# Tractor fun!



## Emily's mom (Jul 19, 2008)

We babysat Dad's tractor while they went camping, had some really cute pictures, but it has been awhile since I last posted pictures, plus it is a different computer....I can't seem to get them to post, I've been in this position before I shall conquer........


----------



## Emily's mom (Jul 22, 2008)

We haven't had rain in a month or so and it is finally raining so I do not feel as though I need to be outside, so I shall try again......

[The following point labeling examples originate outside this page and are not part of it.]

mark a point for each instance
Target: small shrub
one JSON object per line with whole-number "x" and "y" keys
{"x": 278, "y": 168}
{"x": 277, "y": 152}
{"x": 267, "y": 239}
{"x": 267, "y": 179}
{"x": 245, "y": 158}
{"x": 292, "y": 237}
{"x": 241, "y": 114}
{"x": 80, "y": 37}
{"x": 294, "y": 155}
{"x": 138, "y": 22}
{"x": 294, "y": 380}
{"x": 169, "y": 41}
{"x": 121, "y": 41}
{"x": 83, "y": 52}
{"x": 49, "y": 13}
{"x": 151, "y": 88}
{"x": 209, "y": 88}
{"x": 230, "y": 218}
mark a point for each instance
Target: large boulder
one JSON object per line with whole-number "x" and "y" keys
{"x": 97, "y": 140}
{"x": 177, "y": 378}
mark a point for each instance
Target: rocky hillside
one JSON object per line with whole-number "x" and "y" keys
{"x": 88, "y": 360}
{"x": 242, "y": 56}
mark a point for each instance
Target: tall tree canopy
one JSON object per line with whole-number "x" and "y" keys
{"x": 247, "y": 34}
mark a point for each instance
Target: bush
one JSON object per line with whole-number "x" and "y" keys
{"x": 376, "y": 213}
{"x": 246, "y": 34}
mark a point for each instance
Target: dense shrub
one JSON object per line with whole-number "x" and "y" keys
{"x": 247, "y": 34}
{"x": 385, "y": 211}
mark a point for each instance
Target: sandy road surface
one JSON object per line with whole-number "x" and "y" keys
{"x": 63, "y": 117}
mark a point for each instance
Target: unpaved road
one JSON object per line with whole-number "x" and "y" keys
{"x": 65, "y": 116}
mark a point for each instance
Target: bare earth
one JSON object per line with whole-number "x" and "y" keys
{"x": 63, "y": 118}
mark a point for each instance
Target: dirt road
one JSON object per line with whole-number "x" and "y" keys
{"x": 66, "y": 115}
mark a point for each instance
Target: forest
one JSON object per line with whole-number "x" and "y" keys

Emily had so much fun showing off for the tractor,she ran around and around, I think she wanted it to chase her







Max on the other hand likes to taste and sniff everything






Daddy can I drive


----------



## FlatCreekFarm (Jul 22, 2008)

Such cute pictures!!



Looks like they were having a ball with the tractor



Thank you for sharing... your babies are adorable, and I still LOVE the scenery up there where you live!! Gorgeous!!


----------



## Bunnylady (Jul 23, 2008)

Great pictures! I have a goat that jumps onto the tractor if my husband gets off it for some reason, we think she wants to drive, too!


----------



## PaintedPromiseRanch (Jul 28, 2008)

Cheryl they are too cute!!! i have to lock mine up when i tractor, they won't get out of my way!


----------